Vatican Round-up

Vatican media to modernise

The Vatican urgently needs to modernise its media operations, according to head of a new papal commission on how Rome can better communicate with the Church and the world.

Speaking at a London Mass to mark World Communications Day, Chris Patten, former chairman of the British Broadcasting Corporation Trust, explained that Rome has access to the same technology used by media magnates like Rupert Murdoch.

“We know how people get their information” he said, adding, “We know how people want to respond to the information they are getting, and they feel just because it's the church, it shouldn’t be less professional than any civic organisation.”

An effective modern media operation is impossible “if you are operating in silos”, he said, describing as “blindingly obvious” the fact that Rome needs a single media department to gather and disseminate news.

Currently the Vatican has almost a dozen separate communication outlets and offices, many of which evolved to operate independently, which had led to wasteful duplications in such fields as translation and social/digital engagement. 

Resources should be reallocated, he said, so television and social media – currently receiving just 15% of Rome’s communications budget – and the press office are better resourced, and the work of other media outlets is sustained.

 

A Franciscan encyclical

The Pope’s upcoming encyclical on the environment is likely to be titled Laudato Sii, “praised be you”, a phrase from St Francis of Assisi’s Canticle of the Sun, according to Fr Giuseppe Costa, director of the Vatican Publishing House.

Fr Costa reportedly announced the encyclical’s title, drawn from the 1224 hymn in honour of creation, during the delivery of the Cardinal Michele Giordano prize in Naples. He told SIR — the official news agency of the Italian Bishops’ Conference — that “There are many foreign publishers who are already interested in the publication of the encyclical in their countries.”

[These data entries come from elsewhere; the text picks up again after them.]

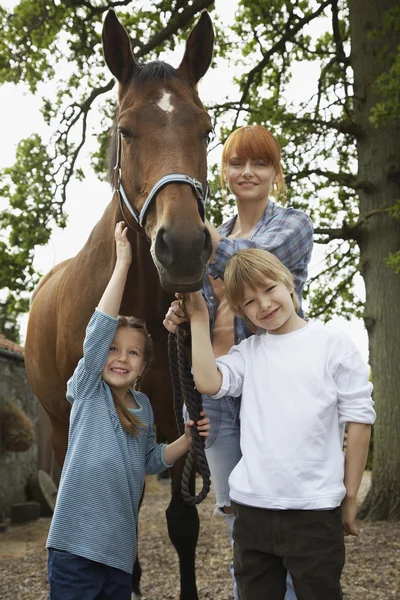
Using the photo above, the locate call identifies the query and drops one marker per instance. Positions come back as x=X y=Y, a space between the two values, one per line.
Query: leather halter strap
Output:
x=196 y=186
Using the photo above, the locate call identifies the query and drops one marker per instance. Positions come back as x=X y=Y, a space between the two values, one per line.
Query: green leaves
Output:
x=290 y=72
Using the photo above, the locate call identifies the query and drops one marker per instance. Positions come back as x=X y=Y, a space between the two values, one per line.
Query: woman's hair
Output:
x=128 y=420
x=252 y=267
x=255 y=142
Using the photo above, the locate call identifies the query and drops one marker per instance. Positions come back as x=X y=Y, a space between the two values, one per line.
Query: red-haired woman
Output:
x=251 y=169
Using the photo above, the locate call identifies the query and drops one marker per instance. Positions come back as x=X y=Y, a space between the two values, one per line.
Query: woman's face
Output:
x=249 y=179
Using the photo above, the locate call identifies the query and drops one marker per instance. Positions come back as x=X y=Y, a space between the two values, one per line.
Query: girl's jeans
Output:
x=73 y=577
x=223 y=453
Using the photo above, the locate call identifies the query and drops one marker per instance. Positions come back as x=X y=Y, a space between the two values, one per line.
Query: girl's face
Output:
x=125 y=360
x=249 y=179
x=270 y=307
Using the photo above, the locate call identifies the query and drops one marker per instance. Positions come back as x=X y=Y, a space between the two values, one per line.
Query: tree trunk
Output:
x=379 y=165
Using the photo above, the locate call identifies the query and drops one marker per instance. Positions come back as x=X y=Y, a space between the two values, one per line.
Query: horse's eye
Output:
x=209 y=136
x=125 y=133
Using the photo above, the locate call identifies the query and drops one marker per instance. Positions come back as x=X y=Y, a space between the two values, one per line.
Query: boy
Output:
x=301 y=382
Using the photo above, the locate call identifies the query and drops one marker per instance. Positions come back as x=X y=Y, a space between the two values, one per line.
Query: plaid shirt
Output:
x=285 y=232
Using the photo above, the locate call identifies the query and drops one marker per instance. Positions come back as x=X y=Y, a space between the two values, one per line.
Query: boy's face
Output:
x=270 y=307
x=125 y=359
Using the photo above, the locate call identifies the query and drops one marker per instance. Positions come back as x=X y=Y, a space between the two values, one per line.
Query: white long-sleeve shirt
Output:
x=298 y=391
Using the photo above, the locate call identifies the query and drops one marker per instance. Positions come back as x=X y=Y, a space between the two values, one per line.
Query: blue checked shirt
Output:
x=285 y=232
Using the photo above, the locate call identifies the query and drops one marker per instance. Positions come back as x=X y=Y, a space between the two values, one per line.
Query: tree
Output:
x=340 y=147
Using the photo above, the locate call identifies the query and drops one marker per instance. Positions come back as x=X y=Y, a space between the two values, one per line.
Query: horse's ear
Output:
x=199 y=49
x=117 y=48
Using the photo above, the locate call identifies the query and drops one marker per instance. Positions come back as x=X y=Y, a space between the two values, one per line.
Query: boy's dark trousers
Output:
x=268 y=543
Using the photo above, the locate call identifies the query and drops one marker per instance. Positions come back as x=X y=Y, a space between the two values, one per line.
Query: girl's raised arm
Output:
x=111 y=299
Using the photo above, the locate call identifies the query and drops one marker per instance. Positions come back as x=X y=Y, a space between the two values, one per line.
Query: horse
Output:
x=158 y=166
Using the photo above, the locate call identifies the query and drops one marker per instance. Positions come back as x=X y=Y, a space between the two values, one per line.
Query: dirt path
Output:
x=372 y=570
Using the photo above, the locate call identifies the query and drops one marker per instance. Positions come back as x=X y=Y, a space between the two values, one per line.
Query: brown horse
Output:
x=161 y=128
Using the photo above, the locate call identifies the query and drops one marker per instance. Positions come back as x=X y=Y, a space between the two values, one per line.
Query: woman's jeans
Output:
x=223 y=453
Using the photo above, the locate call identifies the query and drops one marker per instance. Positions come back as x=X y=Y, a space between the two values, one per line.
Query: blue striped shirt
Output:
x=285 y=232
x=103 y=474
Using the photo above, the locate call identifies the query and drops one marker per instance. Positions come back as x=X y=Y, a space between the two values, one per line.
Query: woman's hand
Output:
x=203 y=427
x=122 y=244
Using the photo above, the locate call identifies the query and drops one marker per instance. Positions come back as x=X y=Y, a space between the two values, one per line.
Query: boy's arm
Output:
x=110 y=302
x=358 y=436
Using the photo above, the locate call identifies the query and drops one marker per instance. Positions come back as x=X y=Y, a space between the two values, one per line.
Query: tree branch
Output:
x=344 y=179
x=277 y=47
x=348 y=231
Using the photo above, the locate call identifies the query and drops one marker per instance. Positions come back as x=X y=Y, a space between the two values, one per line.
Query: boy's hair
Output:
x=255 y=142
x=252 y=267
x=128 y=420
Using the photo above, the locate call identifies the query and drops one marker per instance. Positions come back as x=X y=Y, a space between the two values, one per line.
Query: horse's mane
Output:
x=156 y=69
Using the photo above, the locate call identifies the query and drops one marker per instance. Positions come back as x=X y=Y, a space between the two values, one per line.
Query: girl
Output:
x=92 y=538
x=300 y=383
x=251 y=168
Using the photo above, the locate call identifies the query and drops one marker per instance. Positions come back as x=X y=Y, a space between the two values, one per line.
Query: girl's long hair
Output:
x=129 y=421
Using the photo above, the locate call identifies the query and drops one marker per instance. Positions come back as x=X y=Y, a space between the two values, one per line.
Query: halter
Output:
x=196 y=186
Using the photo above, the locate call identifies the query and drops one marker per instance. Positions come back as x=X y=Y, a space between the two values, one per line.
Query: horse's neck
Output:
x=143 y=296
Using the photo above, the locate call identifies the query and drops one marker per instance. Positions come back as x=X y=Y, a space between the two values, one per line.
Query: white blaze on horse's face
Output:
x=165 y=102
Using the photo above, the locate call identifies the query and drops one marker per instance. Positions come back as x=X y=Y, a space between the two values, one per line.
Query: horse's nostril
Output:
x=183 y=250
x=162 y=247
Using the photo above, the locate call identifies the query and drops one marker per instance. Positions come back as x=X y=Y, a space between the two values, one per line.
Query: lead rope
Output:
x=185 y=392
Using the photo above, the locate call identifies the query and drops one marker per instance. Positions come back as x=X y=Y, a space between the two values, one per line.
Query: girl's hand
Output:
x=194 y=304
x=174 y=317
x=122 y=244
x=203 y=427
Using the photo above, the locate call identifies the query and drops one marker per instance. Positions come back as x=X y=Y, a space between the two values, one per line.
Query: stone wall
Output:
x=16 y=467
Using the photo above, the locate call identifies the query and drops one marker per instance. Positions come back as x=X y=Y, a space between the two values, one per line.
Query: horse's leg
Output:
x=137 y=569
x=183 y=528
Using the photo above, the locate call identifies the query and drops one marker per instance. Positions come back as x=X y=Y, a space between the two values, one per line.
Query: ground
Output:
x=372 y=569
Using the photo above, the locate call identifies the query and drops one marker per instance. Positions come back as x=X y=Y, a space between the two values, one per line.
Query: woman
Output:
x=251 y=168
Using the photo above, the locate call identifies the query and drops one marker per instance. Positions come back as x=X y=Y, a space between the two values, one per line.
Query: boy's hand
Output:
x=203 y=427
x=122 y=244
x=349 y=512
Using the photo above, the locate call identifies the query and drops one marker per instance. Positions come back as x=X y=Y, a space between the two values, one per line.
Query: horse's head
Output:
x=161 y=129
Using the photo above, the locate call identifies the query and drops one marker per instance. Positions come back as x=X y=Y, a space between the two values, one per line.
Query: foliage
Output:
x=268 y=44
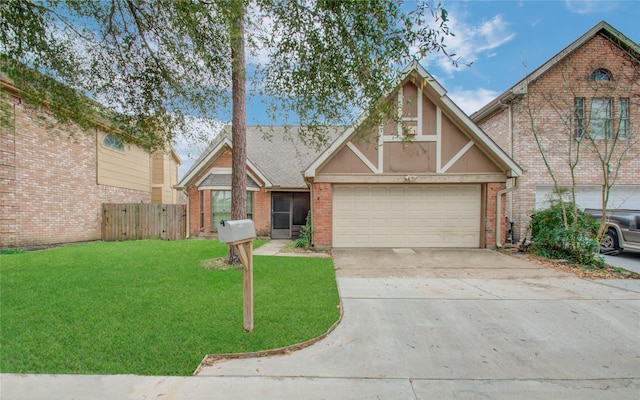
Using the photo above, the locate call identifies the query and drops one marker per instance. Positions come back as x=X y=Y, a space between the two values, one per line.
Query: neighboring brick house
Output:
x=277 y=195
x=594 y=84
x=54 y=177
x=433 y=179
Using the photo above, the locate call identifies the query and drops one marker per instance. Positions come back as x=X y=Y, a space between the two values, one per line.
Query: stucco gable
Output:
x=435 y=137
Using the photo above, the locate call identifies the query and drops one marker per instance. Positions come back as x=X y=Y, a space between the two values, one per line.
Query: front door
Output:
x=288 y=213
x=280 y=215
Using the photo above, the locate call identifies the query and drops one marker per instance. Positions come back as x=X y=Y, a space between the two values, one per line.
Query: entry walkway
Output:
x=423 y=324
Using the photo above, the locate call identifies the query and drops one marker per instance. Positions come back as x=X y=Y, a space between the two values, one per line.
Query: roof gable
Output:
x=437 y=138
x=520 y=88
x=274 y=153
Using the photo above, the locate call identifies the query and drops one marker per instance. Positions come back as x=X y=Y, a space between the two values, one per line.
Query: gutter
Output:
x=499 y=208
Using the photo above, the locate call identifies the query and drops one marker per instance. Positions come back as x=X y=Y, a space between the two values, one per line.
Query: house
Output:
x=430 y=179
x=592 y=85
x=277 y=196
x=55 y=177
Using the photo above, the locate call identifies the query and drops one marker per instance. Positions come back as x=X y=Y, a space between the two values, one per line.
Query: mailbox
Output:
x=235 y=231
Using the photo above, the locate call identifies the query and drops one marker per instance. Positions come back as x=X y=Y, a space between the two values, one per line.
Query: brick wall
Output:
x=549 y=103
x=322 y=214
x=261 y=203
x=48 y=188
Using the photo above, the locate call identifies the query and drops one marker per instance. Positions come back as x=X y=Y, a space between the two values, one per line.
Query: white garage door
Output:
x=406 y=215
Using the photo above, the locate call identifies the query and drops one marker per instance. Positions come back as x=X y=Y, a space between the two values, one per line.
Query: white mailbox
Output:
x=235 y=231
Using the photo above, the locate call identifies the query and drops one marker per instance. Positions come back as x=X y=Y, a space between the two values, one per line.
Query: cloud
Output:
x=471 y=101
x=473 y=41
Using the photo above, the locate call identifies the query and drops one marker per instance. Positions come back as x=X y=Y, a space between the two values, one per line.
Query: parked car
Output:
x=623 y=230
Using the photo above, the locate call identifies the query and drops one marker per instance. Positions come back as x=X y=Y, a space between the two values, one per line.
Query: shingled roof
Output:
x=275 y=153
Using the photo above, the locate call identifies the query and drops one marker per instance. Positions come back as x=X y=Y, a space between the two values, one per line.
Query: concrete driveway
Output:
x=430 y=324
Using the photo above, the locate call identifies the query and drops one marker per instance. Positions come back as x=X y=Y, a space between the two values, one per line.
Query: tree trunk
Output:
x=239 y=120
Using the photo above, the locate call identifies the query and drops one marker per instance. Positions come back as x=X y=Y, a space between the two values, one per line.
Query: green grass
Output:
x=151 y=308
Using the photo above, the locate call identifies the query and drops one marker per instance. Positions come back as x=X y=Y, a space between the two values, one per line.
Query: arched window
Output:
x=600 y=75
x=113 y=142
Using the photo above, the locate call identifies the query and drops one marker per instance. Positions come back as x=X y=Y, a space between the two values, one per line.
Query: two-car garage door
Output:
x=406 y=215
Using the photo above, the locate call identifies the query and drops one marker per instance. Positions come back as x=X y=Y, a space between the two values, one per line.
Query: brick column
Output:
x=322 y=214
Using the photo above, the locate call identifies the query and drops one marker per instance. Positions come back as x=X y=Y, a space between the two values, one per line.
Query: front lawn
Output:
x=151 y=307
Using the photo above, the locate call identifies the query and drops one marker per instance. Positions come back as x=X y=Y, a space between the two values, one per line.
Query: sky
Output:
x=503 y=40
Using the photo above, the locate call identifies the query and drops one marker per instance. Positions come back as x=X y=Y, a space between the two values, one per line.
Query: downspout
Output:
x=499 y=208
x=517 y=179
x=188 y=233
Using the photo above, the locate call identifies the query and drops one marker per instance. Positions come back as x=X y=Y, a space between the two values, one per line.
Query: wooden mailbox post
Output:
x=240 y=234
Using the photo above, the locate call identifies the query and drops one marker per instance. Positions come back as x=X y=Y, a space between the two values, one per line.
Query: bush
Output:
x=577 y=244
x=304 y=240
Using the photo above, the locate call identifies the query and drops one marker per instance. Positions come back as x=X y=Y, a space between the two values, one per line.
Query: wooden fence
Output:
x=143 y=221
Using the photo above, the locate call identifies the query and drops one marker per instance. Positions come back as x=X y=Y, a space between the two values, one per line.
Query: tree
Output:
x=152 y=63
x=579 y=116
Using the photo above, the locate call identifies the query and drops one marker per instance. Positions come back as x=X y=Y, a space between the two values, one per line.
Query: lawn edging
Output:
x=211 y=359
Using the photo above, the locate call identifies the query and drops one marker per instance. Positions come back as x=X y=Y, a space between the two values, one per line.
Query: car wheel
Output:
x=609 y=243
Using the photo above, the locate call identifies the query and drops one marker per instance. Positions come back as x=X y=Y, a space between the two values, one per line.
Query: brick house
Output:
x=594 y=84
x=54 y=177
x=431 y=179
x=277 y=196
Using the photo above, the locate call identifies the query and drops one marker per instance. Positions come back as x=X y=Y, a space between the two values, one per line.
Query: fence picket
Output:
x=135 y=221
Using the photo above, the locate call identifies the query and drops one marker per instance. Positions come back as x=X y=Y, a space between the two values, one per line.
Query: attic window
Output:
x=113 y=142
x=600 y=75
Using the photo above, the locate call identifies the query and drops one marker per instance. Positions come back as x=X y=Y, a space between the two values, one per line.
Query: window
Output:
x=578 y=117
x=600 y=75
x=623 y=128
x=221 y=207
x=600 y=118
x=113 y=142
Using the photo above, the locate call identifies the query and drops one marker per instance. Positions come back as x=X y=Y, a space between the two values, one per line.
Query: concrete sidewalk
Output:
x=423 y=324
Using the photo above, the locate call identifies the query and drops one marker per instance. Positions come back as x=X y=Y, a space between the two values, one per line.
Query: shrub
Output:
x=304 y=240
x=576 y=242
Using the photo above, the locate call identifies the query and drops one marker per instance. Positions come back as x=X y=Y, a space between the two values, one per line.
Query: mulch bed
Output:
x=607 y=272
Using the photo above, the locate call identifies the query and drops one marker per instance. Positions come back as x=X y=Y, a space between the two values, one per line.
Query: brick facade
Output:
x=322 y=214
x=555 y=90
x=261 y=203
x=48 y=189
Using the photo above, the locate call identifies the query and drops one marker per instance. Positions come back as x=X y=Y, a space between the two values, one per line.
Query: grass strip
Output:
x=151 y=307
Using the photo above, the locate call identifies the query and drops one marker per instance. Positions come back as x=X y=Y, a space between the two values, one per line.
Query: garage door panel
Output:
x=406 y=215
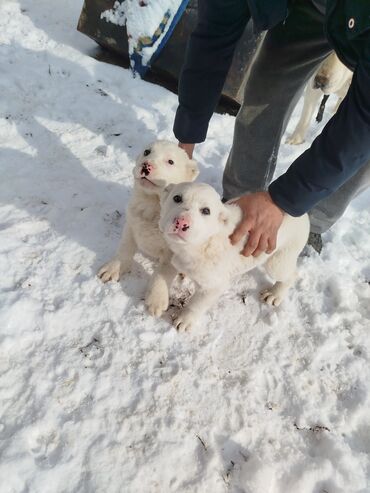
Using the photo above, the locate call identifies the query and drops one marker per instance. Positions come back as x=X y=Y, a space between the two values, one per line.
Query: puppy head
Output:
x=331 y=75
x=192 y=213
x=162 y=163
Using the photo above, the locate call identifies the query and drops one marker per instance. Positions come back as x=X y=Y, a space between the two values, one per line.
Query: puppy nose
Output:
x=181 y=223
x=146 y=169
x=320 y=81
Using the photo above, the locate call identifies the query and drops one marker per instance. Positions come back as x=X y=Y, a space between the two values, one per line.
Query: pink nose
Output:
x=146 y=169
x=181 y=224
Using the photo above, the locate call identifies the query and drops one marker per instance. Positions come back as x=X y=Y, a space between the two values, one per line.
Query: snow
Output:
x=143 y=19
x=97 y=396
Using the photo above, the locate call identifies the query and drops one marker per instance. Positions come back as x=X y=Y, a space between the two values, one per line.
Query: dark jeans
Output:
x=286 y=59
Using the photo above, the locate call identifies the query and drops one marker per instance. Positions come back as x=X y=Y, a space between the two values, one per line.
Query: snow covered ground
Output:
x=97 y=396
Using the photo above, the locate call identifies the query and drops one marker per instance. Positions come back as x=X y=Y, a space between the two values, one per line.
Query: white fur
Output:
x=141 y=230
x=336 y=79
x=205 y=253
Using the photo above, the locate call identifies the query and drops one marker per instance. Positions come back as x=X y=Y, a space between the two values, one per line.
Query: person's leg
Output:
x=286 y=59
x=329 y=210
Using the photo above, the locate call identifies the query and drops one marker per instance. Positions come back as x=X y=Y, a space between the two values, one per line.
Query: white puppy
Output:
x=197 y=225
x=332 y=77
x=159 y=165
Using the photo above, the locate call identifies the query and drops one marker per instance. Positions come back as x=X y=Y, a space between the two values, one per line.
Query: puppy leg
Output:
x=282 y=268
x=121 y=262
x=311 y=100
x=157 y=297
x=199 y=304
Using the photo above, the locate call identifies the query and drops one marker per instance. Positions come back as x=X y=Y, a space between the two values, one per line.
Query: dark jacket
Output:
x=344 y=144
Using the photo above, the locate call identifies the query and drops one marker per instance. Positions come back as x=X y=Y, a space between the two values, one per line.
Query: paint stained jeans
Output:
x=286 y=59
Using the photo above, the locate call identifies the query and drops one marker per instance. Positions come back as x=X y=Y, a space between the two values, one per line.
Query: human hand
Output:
x=262 y=219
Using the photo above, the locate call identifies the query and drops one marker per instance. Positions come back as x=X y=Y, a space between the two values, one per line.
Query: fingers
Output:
x=271 y=244
x=252 y=243
x=240 y=232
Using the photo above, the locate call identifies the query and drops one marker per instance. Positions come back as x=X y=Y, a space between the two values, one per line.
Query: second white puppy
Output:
x=197 y=225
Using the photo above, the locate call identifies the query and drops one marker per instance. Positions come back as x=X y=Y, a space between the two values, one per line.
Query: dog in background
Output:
x=159 y=165
x=332 y=77
x=197 y=226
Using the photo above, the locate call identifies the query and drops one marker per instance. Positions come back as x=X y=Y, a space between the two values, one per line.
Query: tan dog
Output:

A first draft of the encyclical, which Pope Francis said last August was a “third bigger” than his apostolic exhortation Evangelii Gaudium, was complete by August 1 last year.  Pointing out that the document could only go forward on certainties, the Pope said that he suspected that the encyclical would “become smaller”.

Currently being translated, the encyclical is expected to be published in mid-June, in advance of next month’s International Conference for Development, the UN setting new sustainable development goals in September, and especially November’s climate change conference in Paris.

Neither its title nor its subtitle – expected to be “The Care of the Common Home” – has been officially confirmed.

 

The measure of civilization

“The degree of progress of a civilization is measured by its ability to protect life, especially in its most fragile stages,” Pope Francis has said in an address to Italy’s Science and Life Association.

The Pontiff began his address, marking the tenth anniversary of the association’s foundation, by thanking the association for promoting the protection of human life in a society marked by “the negative logic of discarding”.

Encouraging the association to keep their gaze fixed on the sacredness of life and the human person, “so that science may truly be at the service of man, and not man at the service of science”, the Holy Father stressed that society’s progress is measured by its ability to protect life.

Warning against forgetting attacks on the sacredness of human life, he said:  “The scourge of abortion is an attack on life. Leaving our brothers on the boats in the Sicilian channel is an attack on life. Death in the workplace is an attack on life because the minimal security conditions are not respected. Death by malnutrition is an attack on life. Terrorism, war, violence and also euthanasia are an attack on life.

“Loving life,” he said, “means always to take care of the other, to wish him well, to cultivate and respect his transcendent dignity.”